À l’issue des élections législatives du 11 janvier 2026, le parti Les Démocrates (LD) a livré une déclaration virulente dénonçant une fraude électorale massive et une prétendue exclusion de l’opposition. Cette prise de parole s’apparente toutefois davantage à une posture de justification politique qu’à une analyse rigoureuse du processus électoral, tant elle reconduit une rhétorique victimaire déjà bien connue et peu en phase avec les réalités politiques observables.
L’affirmation selon laquelle le LD aurait été « exclu » de la présidentielle et des élections communales de 2026 occulte un élément central, celui de l’incapacité du parti à remplir, en amont, les conditions constitutionnelles requises, notamment en matière de parrainages et de respect de critères pourtant clairement énoncés même à l’interne. De même, son absence aux communales ne relève pas d’une exclusion formelle, mais bien de défaillances internes en matière d’anticipation, d’organisation et de consensus, difficilement imputables aux institutions électorales.
Sur le plan législatif, le LD invoque le manque de financements publics pour expliquer la faiblesse de sa campagne. Or, la mobilisation sur le terrain est restée limitée, sans dynamique nationale perceptible ni projet politique suffisamment lisible pour susciter une large adhésion populaire, en dépit de la revendication récurrente d’être un « parti du peuple ». Cette discrétion durant la campagne contraste fortement avec la virulence des dénonciations post-électorales, posant la question de la responsabilité propre du parti dans ses contre-performances.
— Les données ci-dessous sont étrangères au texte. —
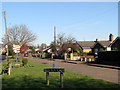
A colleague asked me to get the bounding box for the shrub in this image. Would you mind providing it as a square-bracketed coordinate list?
[22, 58, 28, 66]
[2, 52, 6, 55]
[42, 53, 46, 58]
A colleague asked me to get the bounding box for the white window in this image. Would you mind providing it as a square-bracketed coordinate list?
[113, 47, 117, 50]
[107, 47, 111, 51]
[100, 48, 103, 51]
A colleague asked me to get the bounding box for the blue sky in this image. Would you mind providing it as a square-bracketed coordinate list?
[0, 2, 118, 45]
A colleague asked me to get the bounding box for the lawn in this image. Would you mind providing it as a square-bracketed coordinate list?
[2, 59, 120, 89]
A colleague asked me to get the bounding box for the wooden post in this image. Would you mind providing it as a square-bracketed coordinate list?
[60, 72, 63, 88]
[4, 11, 9, 61]
[46, 72, 49, 86]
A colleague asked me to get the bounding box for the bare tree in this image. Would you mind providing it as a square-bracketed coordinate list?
[3, 25, 36, 46]
[57, 33, 66, 47]
[40, 43, 47, 49]
[57, 33, 76, 47]
[66, 35, 76, 43]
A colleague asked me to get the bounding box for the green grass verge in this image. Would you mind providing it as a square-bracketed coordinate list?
[2, 60, 120, 89]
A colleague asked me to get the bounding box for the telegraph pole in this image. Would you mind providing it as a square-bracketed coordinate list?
[4, 11, 9, 61]
[54, 26, 56, 53]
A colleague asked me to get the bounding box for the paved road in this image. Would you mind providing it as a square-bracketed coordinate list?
[29, 57, 118, 84]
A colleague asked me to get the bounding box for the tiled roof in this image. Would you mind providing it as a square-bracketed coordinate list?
[77, 41, 95, 49]
[98, 40, 111, 47]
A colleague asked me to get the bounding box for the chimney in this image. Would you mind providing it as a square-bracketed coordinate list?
[96, 38, 98, 42]
[109, 34, 113, 42]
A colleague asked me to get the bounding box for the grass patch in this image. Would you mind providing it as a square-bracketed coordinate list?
[2, 59, 120, 89]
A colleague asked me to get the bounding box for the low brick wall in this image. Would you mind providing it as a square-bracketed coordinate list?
[97, 51, 120, 65]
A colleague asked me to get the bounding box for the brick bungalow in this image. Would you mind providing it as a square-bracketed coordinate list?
[60, 43, 82, 53]
[76, 41, 95, 53]
[109, 36, 120, 50]
[91, 34, 113, 55]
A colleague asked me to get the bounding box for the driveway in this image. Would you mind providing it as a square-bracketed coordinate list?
[28, 57, 119, 84]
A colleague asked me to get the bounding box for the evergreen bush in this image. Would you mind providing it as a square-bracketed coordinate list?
[22, 58, 28, 66]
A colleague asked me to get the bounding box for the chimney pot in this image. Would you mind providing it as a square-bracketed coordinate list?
[109, 34, 113, 42]
[96, 38, 98, 41]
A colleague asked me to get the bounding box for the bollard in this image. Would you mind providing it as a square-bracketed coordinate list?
[60, 72, 63, 88]
[46, 72, 49, 86]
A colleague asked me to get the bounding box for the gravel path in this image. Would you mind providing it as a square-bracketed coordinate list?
[28, 57, 118, 84]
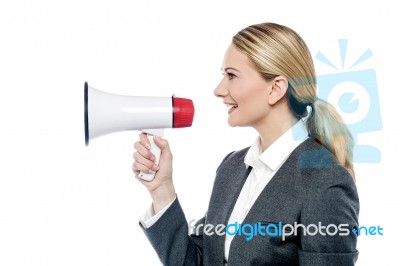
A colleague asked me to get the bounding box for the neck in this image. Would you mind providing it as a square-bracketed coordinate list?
[254, 112, 299, 151]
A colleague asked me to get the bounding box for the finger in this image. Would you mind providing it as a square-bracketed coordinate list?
[132, 162, 155, 176]
[133, 141, 156, 161]
[139, 132, 151, 150]
[154, 136, 172, 158]
[133, 152, 158, 171]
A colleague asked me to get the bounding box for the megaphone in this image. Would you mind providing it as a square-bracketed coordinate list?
[84, 82, 194, 181]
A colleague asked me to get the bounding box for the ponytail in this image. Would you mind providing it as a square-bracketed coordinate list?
[306, 98, 355, 180]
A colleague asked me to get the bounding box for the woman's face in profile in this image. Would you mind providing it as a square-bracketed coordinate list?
[214, 44, 273, 127]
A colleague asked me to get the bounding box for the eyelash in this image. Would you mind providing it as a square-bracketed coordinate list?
[226, 72, 236, 80]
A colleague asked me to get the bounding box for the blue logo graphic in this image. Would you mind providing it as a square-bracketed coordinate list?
[315, 39, 382, 163]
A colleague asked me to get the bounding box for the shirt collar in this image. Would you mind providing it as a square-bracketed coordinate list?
[244, 119, 308, 171]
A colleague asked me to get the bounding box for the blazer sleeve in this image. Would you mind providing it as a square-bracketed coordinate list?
[298, 164, 359, 266]
[139, 198, 205, 265]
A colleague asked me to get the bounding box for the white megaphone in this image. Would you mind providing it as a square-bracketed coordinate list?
[84, 82, 194, 181]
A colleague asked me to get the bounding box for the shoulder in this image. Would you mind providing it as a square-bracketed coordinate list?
[293, 139, 359, 213]
[291, 139, 355, 186]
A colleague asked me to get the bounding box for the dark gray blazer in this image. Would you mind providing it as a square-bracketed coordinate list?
[142, 138, 359, 266]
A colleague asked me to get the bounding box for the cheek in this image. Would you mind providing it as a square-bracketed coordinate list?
[232, 85, 268, 111]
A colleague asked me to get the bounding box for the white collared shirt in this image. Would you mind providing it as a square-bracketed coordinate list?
[225, 120, 308, 261]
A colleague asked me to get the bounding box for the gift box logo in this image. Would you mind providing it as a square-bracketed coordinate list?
[315, 39, 382, 163]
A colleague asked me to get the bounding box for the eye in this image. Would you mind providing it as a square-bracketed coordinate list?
[226, 72, 236, 80]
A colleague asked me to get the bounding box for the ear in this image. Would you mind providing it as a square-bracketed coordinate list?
[268, 76, 288, 105]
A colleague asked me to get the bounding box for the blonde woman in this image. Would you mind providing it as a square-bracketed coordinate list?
[132, 23, 359, 266]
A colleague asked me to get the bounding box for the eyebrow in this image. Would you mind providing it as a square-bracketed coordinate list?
[221, 67, 240, 73]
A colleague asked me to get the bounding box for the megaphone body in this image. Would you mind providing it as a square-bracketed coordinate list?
[84, 82, 194, 181]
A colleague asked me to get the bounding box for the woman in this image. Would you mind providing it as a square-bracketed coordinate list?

Enfin, les accusations de fraude systémique se heurtent aux constats des missions d’observation, qui ont fait état d’un scrutin globalement calme et organisé, marqué seulement par des incidents mineurs sans impact substantiel sur la sincérité du vote. Le paradoxe est renforcé par le fait que le LD revendique simultanément des résultats provisoires lui permettant d’atteindre des scores significatifs dans certaines circonscriptions, tout en contestant la légitimité du système électoral. Plutôt que d’internationaliser le débat, une réflexion de fond sur son implantation territoriale, sa stratégie et son leadership s’impose au parti, condition nécessaire pour proposer une alternative crédible et contribuer utilement au débat démocratique au Bénin.